When analysing the three main variables for retailers, it is reasonable to assume that they are operating blindly. As previously analysed, sales have been decreasing, price growth (inflation) is below its natural rate (making footwear cheaper than expected each year) and, even worse, consumer confidence is falling further into negative territory.

“National uncertainty is costing us at least 0.2 percentage points of growth”, said François Villeroy de Galhau, Governor of the Bank of France. “Uncertainty is the opposite of confidence and therefore the number one enemy of growth... Households save more when they are worried, so they consume less. Businesses wait to invest”. 

Commenting on the Bank of France’s latest monthly economic survey, he added: “If I had to sum it up, I think morale isn’t very high because we’re all fed up with this political mess, but the economy is holding up thanks to the courage of entrepreneurs and the hard work of French people” (reuters.com). 

This kind of pressure caused the consumer confidence indicator to decrease by 48.5% between February and September, with the latest estimates registering an EAS (Extreme Answers Survey) level of minus 19.3.


Negative expectations

The French economy had already begun to slow down last year, growing by 1.2%, down from 1.4% in 2023. However, the Banque de France forecasts a more significant slowdown this year, with growth expected to reach just 0.6%. While some of this is due to a cooling global economy and the impact of President Trump’s tariffs, there is also a perception that France has become increasingly ungovernable. 

“France has traditionally been the locomotive of Europe,” said the governor of the French central bank, in a radio interview. “Now it has become the caboose” (nytimes.com).  

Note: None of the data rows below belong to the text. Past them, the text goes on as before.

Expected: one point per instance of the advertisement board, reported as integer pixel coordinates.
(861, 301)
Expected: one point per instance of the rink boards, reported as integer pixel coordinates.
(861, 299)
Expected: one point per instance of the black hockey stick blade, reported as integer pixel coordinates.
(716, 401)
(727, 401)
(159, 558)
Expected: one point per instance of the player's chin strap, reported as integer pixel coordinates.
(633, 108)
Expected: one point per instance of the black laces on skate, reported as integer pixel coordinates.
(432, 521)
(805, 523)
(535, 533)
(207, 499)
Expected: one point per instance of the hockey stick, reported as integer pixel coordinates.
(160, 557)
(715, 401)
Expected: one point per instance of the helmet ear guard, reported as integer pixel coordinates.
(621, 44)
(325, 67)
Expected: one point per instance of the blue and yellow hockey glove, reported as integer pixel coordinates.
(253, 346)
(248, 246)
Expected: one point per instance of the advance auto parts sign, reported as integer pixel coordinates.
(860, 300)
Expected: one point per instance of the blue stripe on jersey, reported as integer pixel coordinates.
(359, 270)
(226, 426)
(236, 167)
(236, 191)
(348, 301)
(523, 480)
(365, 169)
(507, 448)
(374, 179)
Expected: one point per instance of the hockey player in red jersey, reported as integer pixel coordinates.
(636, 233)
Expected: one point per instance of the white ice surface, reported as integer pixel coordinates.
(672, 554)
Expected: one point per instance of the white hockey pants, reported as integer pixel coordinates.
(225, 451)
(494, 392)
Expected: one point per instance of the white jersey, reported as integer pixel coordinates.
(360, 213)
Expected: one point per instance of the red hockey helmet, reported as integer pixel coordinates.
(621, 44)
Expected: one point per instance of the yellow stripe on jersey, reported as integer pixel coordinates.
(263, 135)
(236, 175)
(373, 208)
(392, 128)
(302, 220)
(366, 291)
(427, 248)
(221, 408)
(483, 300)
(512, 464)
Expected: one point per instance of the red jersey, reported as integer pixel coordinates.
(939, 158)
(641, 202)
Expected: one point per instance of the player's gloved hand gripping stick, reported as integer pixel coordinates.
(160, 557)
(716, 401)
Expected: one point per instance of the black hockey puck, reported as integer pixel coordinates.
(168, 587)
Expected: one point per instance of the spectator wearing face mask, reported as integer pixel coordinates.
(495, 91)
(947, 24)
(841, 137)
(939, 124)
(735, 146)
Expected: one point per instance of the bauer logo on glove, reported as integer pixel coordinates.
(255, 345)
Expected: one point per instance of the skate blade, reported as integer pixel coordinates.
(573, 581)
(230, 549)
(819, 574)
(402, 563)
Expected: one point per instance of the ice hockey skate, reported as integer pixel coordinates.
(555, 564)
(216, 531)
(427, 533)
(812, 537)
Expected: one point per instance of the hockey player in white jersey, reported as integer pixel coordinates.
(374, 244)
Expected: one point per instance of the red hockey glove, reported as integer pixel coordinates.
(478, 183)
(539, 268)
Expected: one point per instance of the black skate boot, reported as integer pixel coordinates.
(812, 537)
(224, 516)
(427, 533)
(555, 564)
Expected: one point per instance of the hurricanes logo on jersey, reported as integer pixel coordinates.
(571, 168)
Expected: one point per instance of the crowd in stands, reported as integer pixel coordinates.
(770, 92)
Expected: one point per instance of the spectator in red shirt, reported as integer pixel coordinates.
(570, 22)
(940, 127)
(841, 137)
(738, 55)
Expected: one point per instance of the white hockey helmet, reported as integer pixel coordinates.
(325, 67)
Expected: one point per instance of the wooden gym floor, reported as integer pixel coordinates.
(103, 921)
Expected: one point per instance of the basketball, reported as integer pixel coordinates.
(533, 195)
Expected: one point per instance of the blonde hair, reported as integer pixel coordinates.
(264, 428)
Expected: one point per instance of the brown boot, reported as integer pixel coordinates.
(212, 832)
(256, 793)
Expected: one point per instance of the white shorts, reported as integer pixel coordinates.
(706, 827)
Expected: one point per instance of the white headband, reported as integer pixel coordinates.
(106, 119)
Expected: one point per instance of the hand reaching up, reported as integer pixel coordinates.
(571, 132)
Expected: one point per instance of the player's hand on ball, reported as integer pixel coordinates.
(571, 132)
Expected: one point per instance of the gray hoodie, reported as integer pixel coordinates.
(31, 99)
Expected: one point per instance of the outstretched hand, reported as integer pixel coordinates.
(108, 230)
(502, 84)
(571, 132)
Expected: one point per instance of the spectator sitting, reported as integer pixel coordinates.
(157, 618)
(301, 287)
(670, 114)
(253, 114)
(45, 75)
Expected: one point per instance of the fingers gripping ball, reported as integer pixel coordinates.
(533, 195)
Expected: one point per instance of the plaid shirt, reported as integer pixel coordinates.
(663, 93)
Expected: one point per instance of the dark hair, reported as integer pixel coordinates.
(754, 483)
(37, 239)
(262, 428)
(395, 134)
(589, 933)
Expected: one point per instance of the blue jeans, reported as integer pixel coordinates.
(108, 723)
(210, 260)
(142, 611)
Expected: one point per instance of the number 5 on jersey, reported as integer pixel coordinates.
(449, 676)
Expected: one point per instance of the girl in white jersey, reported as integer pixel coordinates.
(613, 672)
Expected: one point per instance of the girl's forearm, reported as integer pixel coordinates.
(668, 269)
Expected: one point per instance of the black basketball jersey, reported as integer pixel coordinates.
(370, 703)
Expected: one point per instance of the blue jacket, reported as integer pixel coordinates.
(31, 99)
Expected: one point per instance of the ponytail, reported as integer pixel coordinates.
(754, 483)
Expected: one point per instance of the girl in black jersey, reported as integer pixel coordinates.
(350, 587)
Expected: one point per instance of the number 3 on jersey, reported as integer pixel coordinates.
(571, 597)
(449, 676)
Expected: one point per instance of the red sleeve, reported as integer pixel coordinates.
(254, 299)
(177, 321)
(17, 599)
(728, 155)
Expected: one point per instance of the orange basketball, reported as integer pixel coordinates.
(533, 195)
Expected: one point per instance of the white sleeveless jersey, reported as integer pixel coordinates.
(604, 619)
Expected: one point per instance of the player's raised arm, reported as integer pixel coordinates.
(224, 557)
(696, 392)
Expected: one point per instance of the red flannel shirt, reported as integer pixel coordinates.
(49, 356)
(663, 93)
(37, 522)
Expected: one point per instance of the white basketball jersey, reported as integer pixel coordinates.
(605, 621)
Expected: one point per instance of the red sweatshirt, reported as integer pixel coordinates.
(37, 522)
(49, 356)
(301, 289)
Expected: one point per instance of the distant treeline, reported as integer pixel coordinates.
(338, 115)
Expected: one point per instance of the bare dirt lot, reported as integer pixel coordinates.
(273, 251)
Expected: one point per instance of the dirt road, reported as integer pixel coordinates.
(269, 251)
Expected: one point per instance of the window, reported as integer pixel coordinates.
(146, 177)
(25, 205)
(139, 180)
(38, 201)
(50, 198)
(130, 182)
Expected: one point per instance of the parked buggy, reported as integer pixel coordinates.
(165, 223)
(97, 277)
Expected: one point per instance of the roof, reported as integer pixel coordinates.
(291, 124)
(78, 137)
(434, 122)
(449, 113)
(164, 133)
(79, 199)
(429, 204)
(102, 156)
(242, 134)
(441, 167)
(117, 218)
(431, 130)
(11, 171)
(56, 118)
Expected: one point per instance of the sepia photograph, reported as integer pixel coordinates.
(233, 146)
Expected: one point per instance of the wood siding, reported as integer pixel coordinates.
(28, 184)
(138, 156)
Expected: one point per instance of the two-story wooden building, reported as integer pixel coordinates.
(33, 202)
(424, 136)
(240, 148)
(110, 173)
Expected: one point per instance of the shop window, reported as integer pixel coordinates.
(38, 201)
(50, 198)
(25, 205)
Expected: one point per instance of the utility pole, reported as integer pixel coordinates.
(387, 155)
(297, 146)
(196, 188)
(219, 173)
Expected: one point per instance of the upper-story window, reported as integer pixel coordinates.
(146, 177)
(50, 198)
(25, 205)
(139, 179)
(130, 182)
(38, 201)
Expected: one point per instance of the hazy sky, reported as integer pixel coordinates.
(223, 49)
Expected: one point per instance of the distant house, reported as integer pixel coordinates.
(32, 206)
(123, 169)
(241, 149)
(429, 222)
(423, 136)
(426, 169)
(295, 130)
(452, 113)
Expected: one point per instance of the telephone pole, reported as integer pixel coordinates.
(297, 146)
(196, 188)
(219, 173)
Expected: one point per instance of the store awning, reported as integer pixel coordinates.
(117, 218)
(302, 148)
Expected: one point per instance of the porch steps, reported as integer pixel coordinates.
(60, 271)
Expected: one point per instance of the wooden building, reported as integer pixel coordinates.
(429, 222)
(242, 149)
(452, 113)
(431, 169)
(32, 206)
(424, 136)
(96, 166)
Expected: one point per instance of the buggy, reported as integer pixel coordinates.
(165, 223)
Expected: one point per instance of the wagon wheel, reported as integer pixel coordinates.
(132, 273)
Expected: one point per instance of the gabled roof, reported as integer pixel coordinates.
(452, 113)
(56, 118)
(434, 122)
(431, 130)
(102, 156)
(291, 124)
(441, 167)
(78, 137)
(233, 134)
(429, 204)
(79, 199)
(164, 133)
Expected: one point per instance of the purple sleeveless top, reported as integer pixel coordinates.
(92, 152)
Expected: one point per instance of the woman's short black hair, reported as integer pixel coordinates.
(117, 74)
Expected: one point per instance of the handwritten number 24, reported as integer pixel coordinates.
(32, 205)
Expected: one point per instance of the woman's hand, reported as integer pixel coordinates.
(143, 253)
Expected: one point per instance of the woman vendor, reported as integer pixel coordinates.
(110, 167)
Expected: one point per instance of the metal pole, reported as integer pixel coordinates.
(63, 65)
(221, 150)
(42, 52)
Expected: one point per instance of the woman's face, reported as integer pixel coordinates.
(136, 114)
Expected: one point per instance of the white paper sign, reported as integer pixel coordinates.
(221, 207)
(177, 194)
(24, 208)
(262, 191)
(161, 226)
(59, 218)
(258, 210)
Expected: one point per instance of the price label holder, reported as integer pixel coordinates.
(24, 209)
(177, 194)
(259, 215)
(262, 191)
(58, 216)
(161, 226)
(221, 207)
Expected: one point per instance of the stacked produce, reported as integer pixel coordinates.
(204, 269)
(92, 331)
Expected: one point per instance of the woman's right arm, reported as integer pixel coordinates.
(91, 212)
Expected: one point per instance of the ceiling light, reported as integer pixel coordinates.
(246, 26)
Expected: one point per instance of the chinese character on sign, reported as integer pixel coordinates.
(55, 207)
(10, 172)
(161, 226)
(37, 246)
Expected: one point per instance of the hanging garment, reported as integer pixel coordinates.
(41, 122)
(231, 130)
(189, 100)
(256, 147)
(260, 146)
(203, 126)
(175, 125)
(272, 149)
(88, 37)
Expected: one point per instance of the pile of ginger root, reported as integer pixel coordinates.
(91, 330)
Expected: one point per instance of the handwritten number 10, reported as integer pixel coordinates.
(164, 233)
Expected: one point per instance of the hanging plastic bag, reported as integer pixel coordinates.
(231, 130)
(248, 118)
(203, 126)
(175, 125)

Despite the economic slowdown and decrease in footwear sales in France, footwear imports increased by 1.9% year-on-year in the first half of the year, reaching a total value of 4.1 billion euros. Furthermore, the number of pairs imported increased by 8.4% year-on-year to a total of 253 million pairs of shoes. 

This means that the average import price for footwear so far this year stands at 16.50 euros, which is 1.10 euros less than in 2024. This significant price decrease may indicate that retailers are trying to reduce their average stock unit price in response to the decline in sales.  

It can also correlate to the decrease in the retail confidence indicator, which, after a slight improvement in the summer months, plunged by 65.3% from August to September. The confidence indicator has fallen from minus 10 in January to minus 17 on the EAS scale.


In terms of the political context, retailers are calling for clarity and stability – two fundamental conditions for investment and transformation – as they face intense competition, particularly from Asian platforms’ worrying increase in sales. These platforms must be compelled to comply swiftly with all French and European regulations (procos.org).

Looking ahead, if footwear imports follow the confidence of retailers, one can only have negative expectations about the values when data comes out.